What are the recommended settings for workflow and activity pollers count?

Header Note:

Your workers concurrently poll Temporal server for workflow tasks (using long-polling). The number of the set pollers per worker is important to consider when you are fine-tuning performance of your Temporal applications.
The settings we are looking to tune here are on your SDK code side, specifically in WorkerOptions:


This is a complex question and there is no easy answer.

It depends on how many workers you might have and how many tasks you expect your worker to process as well as how many concurrent running workflows each worker can handle.

In order to find the total workflow/activity tasks per second get the workflow execution history, with tctl for example:
tctl wf show -w <wfid> -r <runid> --output_filename myhistory.json
and then count how many workflow task and activity task they have, then multiply by the number of workflows per second at the peak load time, that will give you total workflow/activity tasks per second.

Once you have that, and let’s say we assume our pollers at “full speed”, are able to fetch 5 tasks per second, we can get a base line on the total number of pollers we need to cover this peak load time.

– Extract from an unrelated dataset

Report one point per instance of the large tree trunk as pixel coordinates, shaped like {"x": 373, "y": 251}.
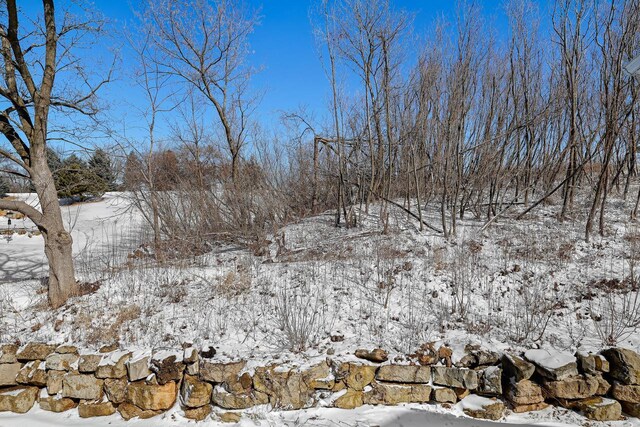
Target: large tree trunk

Then we also need to decide the max concurrent execution size for activity and workflow tasks.
If your activity and workflow task are all short running, the concurrent execution size will stay small.
However if your activities takes longer time or your workflow task runs local activities, then they can take up time and your concurrent execution size can become a limitation.
Each concurrent execution takes CPU, so you cannot just set the concurrent execution size to be super large.

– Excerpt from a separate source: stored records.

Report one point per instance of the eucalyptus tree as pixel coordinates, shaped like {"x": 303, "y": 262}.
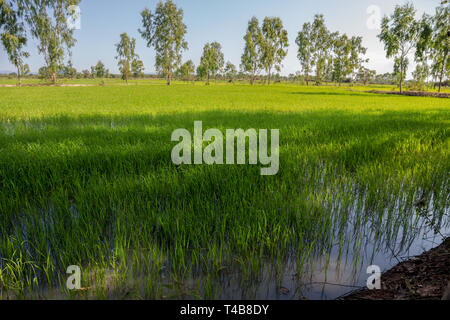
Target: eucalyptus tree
{"x": 251, "y": 60}
{"x": 434, "y": 43}
{"x": 399, "y": 33}
{"x": 342, "y": 49}
{"x": 211, "y": 61}
{"x": 47, "y": 20}
{"x": 165, "y": 31}
{"x": 355, "y": 61}
{"x": 125, "y": 55}
{"x": 230, "y": 71}
{"x": 186, "y": 70}
{"x": 13, "y": 37}
{"x": 319, "y": 42}
{"x": 305, "y": 50}
{"x": 137, "y": 68}
{"x": 274, "y": 44}
{"x": 99, "y": 70}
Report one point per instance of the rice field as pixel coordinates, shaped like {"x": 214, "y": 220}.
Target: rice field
{"x": 86, "y": 179}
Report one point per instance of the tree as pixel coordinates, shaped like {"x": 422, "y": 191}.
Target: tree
{"x": 230, "y": 71}
{"x": 86, "y": 74}
{"x": 342, "y": 52}
{"x": 420, "y": 75}
{"x": 99, "y": 70}
{"x": 399, "y": 33}
{"x": 365, "y": 75}
{"x": 252, "y": 57}
{"x": 69, "y": 71}
{"x": 137, "y": 68}
{"x": 274, "y": 44}
{"x": 43, "y": 73}
{"x": 305, "y": 50}
{"x": 165, "y": 31}
{"x": 211, "y": 61}
{"x": 13, "y": 37}
{"x": 320, "y": 45}
{"x": 186, "y": 70}
{"x": 126, "y": 54}
{"x": 48, "y": 24}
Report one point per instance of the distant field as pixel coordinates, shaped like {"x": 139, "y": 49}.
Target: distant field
{"x": 86, "y": 179}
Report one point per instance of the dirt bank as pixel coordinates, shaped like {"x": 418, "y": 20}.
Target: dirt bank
{"x": 421, "y": 278}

Next thing to do is to decide how many workers you want to run. You also need to decide how many concurrent workflows your worker can host at peak hours because each worker process has a sticky cache. Each running workflow execution will stay in that cache to support sticky execution.
Sticky execution increases performance on the worker side because when an execution is in workers cache it full history does not have to be replayed by the worker before the fetched workflow task is evaluated).
If you have too many running workflows, the sticky cache will evict them which will make next workflow task to replay from beginning.
So ideally, you want to make your total sticky cache size big enough to host your workflow executions at these peak hours.
See worker tuning guide in docs for more info on this.

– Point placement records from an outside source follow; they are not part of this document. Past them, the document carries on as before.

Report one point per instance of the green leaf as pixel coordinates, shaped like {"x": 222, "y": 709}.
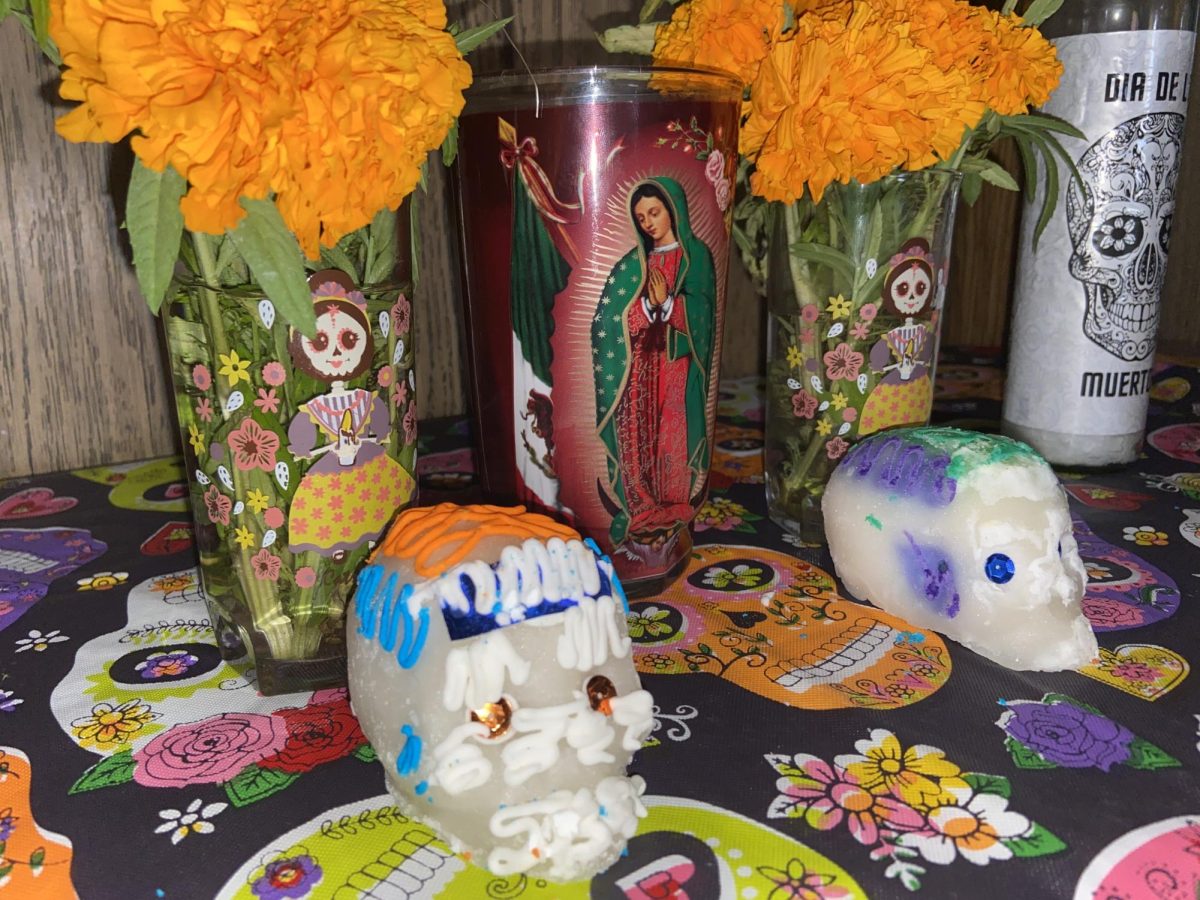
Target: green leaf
{"x": 275, "y": 261}
{"x": 996, "y": 174}
{"x": 982, "y": 783}
{"x": 450, "y": 144}
{"x": 156, "y": 228}
{"x": 1039, "y": 11}
{"x": 472, "y": 37}
{"x": 255, "y": 784}
{"x": 972, "y": 185}
{"x": 825, "y": 255}
{"x": 1026, "y": 759}
{"x": 1035, "y": 843}
{"x": 115, "y": 769}
{"x": 382, "y": 247}
{"x": 629, "y": 39}
{"x": 1144, "y": 755}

Testing here is important in order to know the memory size for each running workflow as this size highly depends on your workflow logic.
The general rule of thumb is that you always want to have your poller waiting for tasks, and not having task backlog build up.

One metrics to monitor is the latency for PollWorkflowTaskQueue/PollActivityTaskQueue operations.
You want to make sure there is always some requests of these 2 API calls with latency as close to as possible to their timeout (like 60s). If you see your P95 poll latency start to drop, it means your poller is not waiting for task, which means there is likely task backlog building up.
Granafa query you could use for this is:

histogram_quantile(0.95, sum(rate(service_latency_bucket{operation=~"PollActivityTaskQueue|PollWorkflowTaskQueue"}[5m])) by (operation, le))

Footer note:

This content was created by @Yimin_Chen on Slack, I just formatted it for forum and added a link or two.